2002 : WHAT IS YOUR QUESTION? ... WHY?

gary_marcus's picture
Professor of Psychology, Director NYU Center for Language and Music; Author, Guitar Zero
How can a small number of genes build a complex mental machine?

 

John McCarthy and I are from different generations (in the semester before McCarthy invented Lisp, he taught my dad FORTRAN, using punch cards on an old IBM) but our questions are nearly the same. McCarthy asks "how are behaviors encoded in DNA"?

Until recently, we were not in a position to answer this question. Few people would have even had the nerve to ask it. Many thought that most of the brain's basic organization arose in response to the environment. But we know that the mind of a newborn is far from a blank slate. As soon as they are born, babies can imitate facial gestures, connect what they hear with what they see, tell the difference between Dutch and Japanese, and distinguish between a picture of a scrambled face and a picture of a normal face. Nativists like Steven Pinker and Stanislas Dehaene suggest that infants are born with a language instinct and a "number sense". Since the function of our minds comes from the structure of our brains, these findings suggest that the microcircuitry of the brain is innate, largely wired up before birth. The plan for that wiring must come in part from the genes.

The DNA does not, however, provide a literal blueprint of a newborn's mind. We have only around 35,000 genes, but tens of billions of neurons. How does a relatively small set of genes combine to build a complex brain? As Richard Dawkins has put it, the DNA is more like a recipe than a blueprint. The genome doesn't provide a picture of a finished product, instead it provides a set of instructions for assembling an embryo. Those instructions govern basic developmental processes such as cell division and cell migration; it has long been known that such processes are essential to building bodies, and it now is becoming increasingly clear that the same processes shape our brains and minds as well.

There is, however, no master chef. In place of a central executive, the body relies on communication between cells, and communication between genes. Although the power of any one gene working on its own is small, the power of sets of genes working together is enormous. To take one example, Swiss biologist Walter Gehring has shown that the gene pax-6 controls eye development in a wide range of animals, from fruit flies to mice. Pax-6 is like any other gene in that it gives instructions for building one protein, but unlike the genes for building structural proteins like keratin and collagen because the protein that pax-6 builds serves as a signal to other genes, which in turn build proteins that serve as signals to still other genes. Pax-6 is thus a "master control gene" that launches an enormous cascade, a cascade of 2,500 genes working together to build an eye. Humans that lack it lack irises, flies that lack it lack eyes altogether. The cascade launched by pax-6 is so potent that when Gehring triggered it artificially on a fruit fly's antenna, the fly grew an extra eye, right there on its antenna. As scientists begin to work out the cascades of genes that build the brain, we will finally come to understand the role of the genes in shaping the mind.

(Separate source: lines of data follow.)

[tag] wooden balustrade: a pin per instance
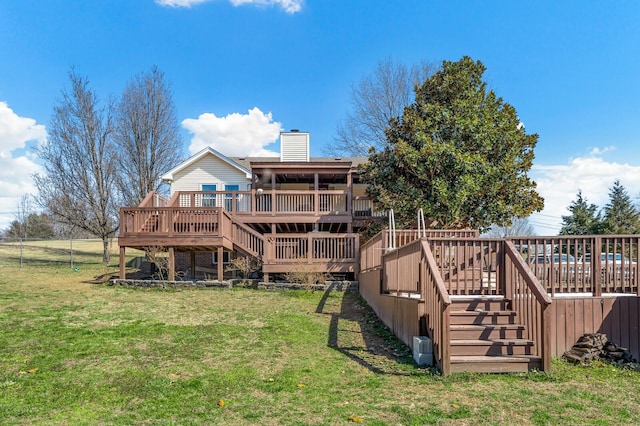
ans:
(313, 247)
(437, 308)
(530, 300)
(469, 266)
(402, 269)
(169, 221)
(248, 239)
(268, 201)
(583, 264)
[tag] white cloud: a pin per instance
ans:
(180, 3)
(235, 135)
(16, 169)
(559, 185)
(289, 6)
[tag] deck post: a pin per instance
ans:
(172, 264)
(596, 267)
(220, 264)
(349, 201)
(122, 263)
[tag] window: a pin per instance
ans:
(226, 257)
(209, 200)
(228, 198)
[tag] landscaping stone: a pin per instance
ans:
(596, 346)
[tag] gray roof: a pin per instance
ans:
(246, 161)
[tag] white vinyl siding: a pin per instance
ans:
(209, 170)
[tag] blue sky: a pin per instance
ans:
(241, 70)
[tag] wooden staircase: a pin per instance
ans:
(486, 337)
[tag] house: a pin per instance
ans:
(289, 212)
(465, 302)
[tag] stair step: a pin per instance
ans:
(482, 317)
(488, 347)
(485, 303)
(495, 364)
(488, 331)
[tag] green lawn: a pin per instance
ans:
(79, 353)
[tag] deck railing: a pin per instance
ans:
(436, 268)
(530, 300)
(437, 308)
(372, 251)
(311, 247)
(249, 240)
(169, 221)
(583, 264)
(412, 271)
(469, 266)
(268, 201)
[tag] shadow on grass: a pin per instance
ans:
(356, 332)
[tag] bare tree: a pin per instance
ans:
(379, 97)
(520, 227)
(25, 208)
(147, 136)
(78, 186)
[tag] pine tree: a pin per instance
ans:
(583, 220)
(620, 215)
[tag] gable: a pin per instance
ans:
(208, 169)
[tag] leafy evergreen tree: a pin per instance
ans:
(583, 220)
(620, 215)
(459, 152)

Response to Paul Davies' reply to John McCarthy

It is hard indeed to imagine that nature would endow an organism with anything as detailed as The Cambridge Star Atlas. A typical bird probably has fewer than 50,000 genes, but, as Carl Sagan famously noted, there are billions and billions of stars.

Of course, you don't need to know all the stars to navigate. Every well trained sailor knows that Polaris marks North. A northern-hemisphere dwelling bird known as the Indigo Bunting knows something even more subtle - it doesn't just look for the brightest star (which could be lousy strategy on a cloudy night); instead it looks for how the stars rotate.

Cornell ecologist Stephen Emlen proved this experimentally, by raising buntings in a planetarium. One set of birds never got to see any stars, a second set saw the normal pattern of stars, and a third group saw a sneaky set of stars, in which everything rotated not around Polaris, but around Betelgeuse. The poor birds who didn't see any stars oriented themselves randomly (making it clear that they really did depend on the stars rather than a built-in compass). The birds who saw normal skies oriented themselves normally, and the ones who saw skies that rotated around Betelgeuse oriented themselves precisely as if they thought that Betelgeuse marked North. The birds weren't relying on specific sets of stars, they were relying on the stars' center of rotation.

You won't find the constellations in an indigo bunting's DNA, but you would find in their DNA the instructions for building a biological computer, one that can interpret the stars, taking the skies as its input and producing an estimated direction as its output. Just how the DNA can wire up such biological computers is my vote for the most important scientific question of the 21st century.